Right, that time of year is upon us. Time to polish of the old trowel and get digging. Time to create life! When Laurel and I moved into our house the garden was a forest of weeds, rubble and general detritus. It took me ages to sort out. Every time I dug the garden over and removed the weeds they would grow back and I’d have to do it all over again. It was infuriating and endlessly boring but, finally, with the garden as ready as it would ever be, I bit the bullet and ordered turf, topsoil and fertilizer off the internet and waited for delivery.
Unfortunately I forgot which day it was all arriving and accidentally went out the night before on an epic, friend’s birthday mash-up. My lawn arrived at 8am in a gigantic lorry and I was awakened by a gruff, rotund weeble violating my doorbell. He made a couple of indistinguishable noises and gestured to two huge pallets of turf and soil which he had parked in the middle of the road. My groggy mind was still trying to grasp what was happening when he thrust a sheet of paper into my hands, barked twice and drove off into the distance. I can’t remember exactly what happened next but I think I wept.
That was two years ago and now, after all that hardship, disaster has struck. I have managed to seriously damage my lawn. I let it grow so long that it started to die and then left it that way over winter. Needless to say it requires a good deal of care now if I’m to pull off a miraculous resurrection. I am not, though, the main protagonist in the calculated murder of my lawn – I am merely an accomplice. The guilty party, M’lud, is Mr Flymo Mow n Vac.
The term ‘Lawnmower’ indicates that you have a tool with the ability to cut, scythe, shear or trim an area of grass.
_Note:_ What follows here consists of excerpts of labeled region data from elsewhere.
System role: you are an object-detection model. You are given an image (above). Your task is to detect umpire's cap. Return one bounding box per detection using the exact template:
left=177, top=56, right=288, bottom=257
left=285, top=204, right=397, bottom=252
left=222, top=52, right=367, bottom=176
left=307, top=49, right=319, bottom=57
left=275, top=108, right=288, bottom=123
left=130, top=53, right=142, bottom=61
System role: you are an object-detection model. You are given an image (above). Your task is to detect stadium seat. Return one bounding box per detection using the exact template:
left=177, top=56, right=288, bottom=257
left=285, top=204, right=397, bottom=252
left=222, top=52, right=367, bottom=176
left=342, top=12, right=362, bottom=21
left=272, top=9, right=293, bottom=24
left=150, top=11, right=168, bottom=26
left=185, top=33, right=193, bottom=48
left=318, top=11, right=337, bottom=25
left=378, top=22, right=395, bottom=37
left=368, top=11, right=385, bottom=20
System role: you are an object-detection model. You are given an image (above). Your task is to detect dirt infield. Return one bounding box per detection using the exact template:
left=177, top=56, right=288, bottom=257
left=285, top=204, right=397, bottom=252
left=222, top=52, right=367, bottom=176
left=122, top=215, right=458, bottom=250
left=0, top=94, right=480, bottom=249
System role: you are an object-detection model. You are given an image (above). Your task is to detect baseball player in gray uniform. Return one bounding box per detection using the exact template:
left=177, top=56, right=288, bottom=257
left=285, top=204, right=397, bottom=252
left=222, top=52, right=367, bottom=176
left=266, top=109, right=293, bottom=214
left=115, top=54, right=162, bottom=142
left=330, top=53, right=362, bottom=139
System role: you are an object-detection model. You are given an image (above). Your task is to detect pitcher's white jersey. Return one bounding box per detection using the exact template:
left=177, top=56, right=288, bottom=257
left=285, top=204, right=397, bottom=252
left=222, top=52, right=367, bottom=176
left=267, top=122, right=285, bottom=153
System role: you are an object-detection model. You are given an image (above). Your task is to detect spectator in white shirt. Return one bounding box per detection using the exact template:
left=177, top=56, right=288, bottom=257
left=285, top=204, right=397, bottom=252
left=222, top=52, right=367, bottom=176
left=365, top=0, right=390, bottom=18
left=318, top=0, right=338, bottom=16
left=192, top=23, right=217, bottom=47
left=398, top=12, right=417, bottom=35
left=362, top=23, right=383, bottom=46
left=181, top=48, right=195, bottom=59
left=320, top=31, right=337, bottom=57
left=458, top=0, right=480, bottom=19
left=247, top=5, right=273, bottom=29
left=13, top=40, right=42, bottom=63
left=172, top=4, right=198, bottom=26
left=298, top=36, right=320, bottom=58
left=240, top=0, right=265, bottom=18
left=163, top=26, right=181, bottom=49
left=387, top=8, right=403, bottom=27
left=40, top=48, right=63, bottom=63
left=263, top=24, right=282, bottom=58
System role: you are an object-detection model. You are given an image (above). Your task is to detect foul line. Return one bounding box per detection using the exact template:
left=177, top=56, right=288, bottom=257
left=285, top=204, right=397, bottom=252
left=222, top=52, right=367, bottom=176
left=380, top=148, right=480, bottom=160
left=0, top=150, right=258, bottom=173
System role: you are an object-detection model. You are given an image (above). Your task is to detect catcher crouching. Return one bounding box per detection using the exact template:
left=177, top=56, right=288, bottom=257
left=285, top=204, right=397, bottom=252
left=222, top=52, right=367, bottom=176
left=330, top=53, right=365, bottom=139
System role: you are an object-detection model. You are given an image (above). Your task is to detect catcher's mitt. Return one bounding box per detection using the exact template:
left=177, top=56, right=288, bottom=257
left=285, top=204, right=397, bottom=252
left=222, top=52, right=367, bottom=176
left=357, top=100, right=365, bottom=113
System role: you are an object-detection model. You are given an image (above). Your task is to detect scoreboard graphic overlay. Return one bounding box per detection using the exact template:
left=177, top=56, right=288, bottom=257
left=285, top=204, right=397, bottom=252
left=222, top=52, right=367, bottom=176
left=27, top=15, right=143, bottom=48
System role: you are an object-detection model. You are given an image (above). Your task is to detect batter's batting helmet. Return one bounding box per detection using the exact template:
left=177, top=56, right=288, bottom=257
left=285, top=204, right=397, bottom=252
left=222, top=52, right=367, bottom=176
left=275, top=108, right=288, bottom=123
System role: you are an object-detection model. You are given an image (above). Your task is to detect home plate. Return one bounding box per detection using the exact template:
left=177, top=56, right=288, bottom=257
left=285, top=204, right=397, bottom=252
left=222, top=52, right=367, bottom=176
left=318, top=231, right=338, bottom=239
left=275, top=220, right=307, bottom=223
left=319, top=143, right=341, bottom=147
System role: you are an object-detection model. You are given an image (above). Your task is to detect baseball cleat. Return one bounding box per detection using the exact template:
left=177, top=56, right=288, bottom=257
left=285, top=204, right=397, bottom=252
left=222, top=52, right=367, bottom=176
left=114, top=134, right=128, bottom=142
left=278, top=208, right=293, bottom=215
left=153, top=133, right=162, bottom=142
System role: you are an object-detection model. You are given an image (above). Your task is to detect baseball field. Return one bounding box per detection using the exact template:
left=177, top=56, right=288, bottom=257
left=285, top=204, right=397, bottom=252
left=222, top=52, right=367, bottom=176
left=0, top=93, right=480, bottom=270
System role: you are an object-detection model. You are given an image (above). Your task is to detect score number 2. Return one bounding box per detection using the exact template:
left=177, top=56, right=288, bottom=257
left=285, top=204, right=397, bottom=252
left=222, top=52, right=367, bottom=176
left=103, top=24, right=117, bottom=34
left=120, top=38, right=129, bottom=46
Not so with a Mow n Vac. It has the ability to do nothing. Does Mow n Vac mean it will be as easy as hoovering the lawn? Again, no. It neither rolls nor hovers so is impossible to push and if you leave it in one spot too long it bores a spiral into the ground. It would be more productive had I crawled around and nibbled at the grass with my teeth. It cost around £50. I would have been better off spending the money on roller blades or a vaulting pole or something else with which I lack the ability to use.
With all this in mind, I have launched ‘Operation Brockley Market Garden’, a nod to the keen and inspiring growers at my local food market and a cheap pun on a military mission in 1944. It focusses on bringing life to the garden in time for summer and supplying homegrown produce for my cooking. I have been treating my lawn and nurturing it back to life. I’ve sowed (sown?) beetroot, peas, broad beans and onions. I have even planted 3 raspberry canes, a gooseberry bush and an apple tree! I’m feeling positive about the garden’s chances this year and, with a new mower, reckon I can have a lovely sunbathing spot which is perfect for barbecues and growing my own ingredients for future blog posts.
I’ll keep you posted.
(Good gardener? Any tips? Please tell me. Please.)